The Witte-Mendeleyev aborted system was fundamentally anti-Malthusian/anti-closed system and tied to the constant self-improvement of the nation and its people. It was never “left” nor “right” according to any conventional definitions given to us following the Marxist/Communist vs Liberal/Capitalist dichotomy.
This system did not then, nor does it now dichotomize the freedom of the individual citizen from the wellbeing of the whole society. It was and is fundamentally driven by a concept of humanity as a species made in the image of a living Creator capable of conceptualizing and then transcending the relative limits to growth which press upon our potential at all stages of society. This system recognizes that these limits are only caused by limits of knowledge and morality. The tension between these two systems: open vs closed/ multipolar vs unipolar has been at the heart of history including the causes of the Bolshevik color revolution.
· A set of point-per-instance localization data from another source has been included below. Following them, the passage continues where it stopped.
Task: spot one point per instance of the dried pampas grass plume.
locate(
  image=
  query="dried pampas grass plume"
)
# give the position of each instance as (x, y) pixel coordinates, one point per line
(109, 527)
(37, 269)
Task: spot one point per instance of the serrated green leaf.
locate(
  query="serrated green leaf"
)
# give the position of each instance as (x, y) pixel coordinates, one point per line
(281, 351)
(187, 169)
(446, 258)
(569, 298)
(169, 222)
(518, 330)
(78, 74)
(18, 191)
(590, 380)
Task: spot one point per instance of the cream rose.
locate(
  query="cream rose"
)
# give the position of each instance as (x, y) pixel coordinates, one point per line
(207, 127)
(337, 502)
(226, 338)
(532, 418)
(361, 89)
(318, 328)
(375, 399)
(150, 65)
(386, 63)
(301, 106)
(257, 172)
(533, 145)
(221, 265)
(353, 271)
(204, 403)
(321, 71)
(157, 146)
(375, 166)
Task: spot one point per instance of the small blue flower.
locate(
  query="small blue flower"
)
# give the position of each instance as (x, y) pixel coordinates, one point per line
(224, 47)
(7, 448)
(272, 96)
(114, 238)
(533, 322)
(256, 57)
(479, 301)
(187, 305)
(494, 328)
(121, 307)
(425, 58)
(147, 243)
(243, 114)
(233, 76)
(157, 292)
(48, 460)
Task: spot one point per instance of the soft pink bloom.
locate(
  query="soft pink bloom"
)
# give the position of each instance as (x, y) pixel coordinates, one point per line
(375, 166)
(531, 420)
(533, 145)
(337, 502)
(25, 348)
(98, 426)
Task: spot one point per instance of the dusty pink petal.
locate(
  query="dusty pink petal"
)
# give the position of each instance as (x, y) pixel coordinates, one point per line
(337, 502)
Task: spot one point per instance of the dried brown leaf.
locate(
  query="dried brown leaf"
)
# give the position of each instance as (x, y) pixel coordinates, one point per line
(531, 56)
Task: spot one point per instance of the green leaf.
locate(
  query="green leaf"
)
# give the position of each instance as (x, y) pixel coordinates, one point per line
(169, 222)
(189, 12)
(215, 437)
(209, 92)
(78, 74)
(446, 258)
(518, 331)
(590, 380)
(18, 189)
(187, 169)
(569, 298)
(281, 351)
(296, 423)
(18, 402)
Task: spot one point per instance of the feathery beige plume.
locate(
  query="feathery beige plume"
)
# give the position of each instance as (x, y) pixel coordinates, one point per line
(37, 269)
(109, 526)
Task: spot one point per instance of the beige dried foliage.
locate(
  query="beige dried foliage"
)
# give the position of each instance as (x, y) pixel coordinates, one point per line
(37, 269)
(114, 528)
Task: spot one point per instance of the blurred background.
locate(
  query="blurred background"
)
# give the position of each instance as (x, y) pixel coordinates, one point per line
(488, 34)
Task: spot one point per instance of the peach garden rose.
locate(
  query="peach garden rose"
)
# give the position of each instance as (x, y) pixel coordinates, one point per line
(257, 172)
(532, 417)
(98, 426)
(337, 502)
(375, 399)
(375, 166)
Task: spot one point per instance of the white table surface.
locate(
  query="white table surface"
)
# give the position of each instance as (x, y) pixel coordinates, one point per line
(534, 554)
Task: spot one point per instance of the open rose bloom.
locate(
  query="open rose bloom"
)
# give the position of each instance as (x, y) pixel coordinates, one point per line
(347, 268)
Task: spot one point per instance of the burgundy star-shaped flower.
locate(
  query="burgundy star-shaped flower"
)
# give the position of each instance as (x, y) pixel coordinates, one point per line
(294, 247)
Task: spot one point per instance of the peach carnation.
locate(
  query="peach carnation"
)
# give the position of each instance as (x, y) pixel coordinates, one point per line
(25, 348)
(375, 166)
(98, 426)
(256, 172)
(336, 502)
While representatives of this better tradition have sadly fallen from sight among nations of the Trans Atlantic rules-based liberal order, a re-appearance of this quality of statecraft has begun to be revived among Eurasian leaders.
One prominent leading figure among this renewal is made evident in the recent remarks by renowned Russian economist and EEC leader, Sergey Glazyev who said in an interview titled “Ideas Rule the World”:
“For many centuries Russia, fighting for a place under the sun in this world, showed miracles of self-sacrifice, miracles of building new meanings. And when these new meanings penetrate people’s souls, a boom arises in society, an opportunity arises to create new things and be “ahead of the rest of the planet.” This remarkable ability or ability to overcome difficulties is, in my opinion, the first component of that deep ideology that is inherent in the entire Russian people. They are not afraid of difficulties and sometimes even “create difficulties and then heroically overcome them.” But, regardless of whether we ourselves create these difficulties by ourselves or our “partners” help us in this, we must understand that the difficulties have been, are and always will be. The theory of long-term economic development, which I am currently pursuing, shows that as human society develops, limits to growth appear, periods of stagnation and threats to the development of humanity’s very existence appear, which must be overcome. The principle of overcoming these limits, difficulties, threats, fighting for something new, positive, creating new opportunities for the development not only of Russia, but of all humanity : this, I believe, is the key principle of ideology that lies in the depths of the Russian character.”
Glazyev was here making the important point that the specific set of ideas which must govern Russia going into the future storm must have certain universal characteristics.
These characteristics are not limited to Russian experience, but are applicable to all societies and are driven, as Glazyev noted, by the mandate to constantly overcome our limits to growth. This is done specifically by increasing the rates of creative leaps, guided by reason and conscience into ever richer forms of discoveries of those invisible causal laws that organize the universe. As discoveries are made through the fostering of scientific progress, new opportunities to translate those ideas into technological progress must be advanced without any assumed end point in this process.
Just as Lincoln, Witte, Mendeleyev and countless great statesmen of the past understood, it is this principled element of the human condition that sets our species apart from and above all other species in the biosphere. The biosphere’s limits only dominate humanity’s destiny when we permit the law of the jungle, rather than the law of civilization, to shape our world… as all empires demand be so.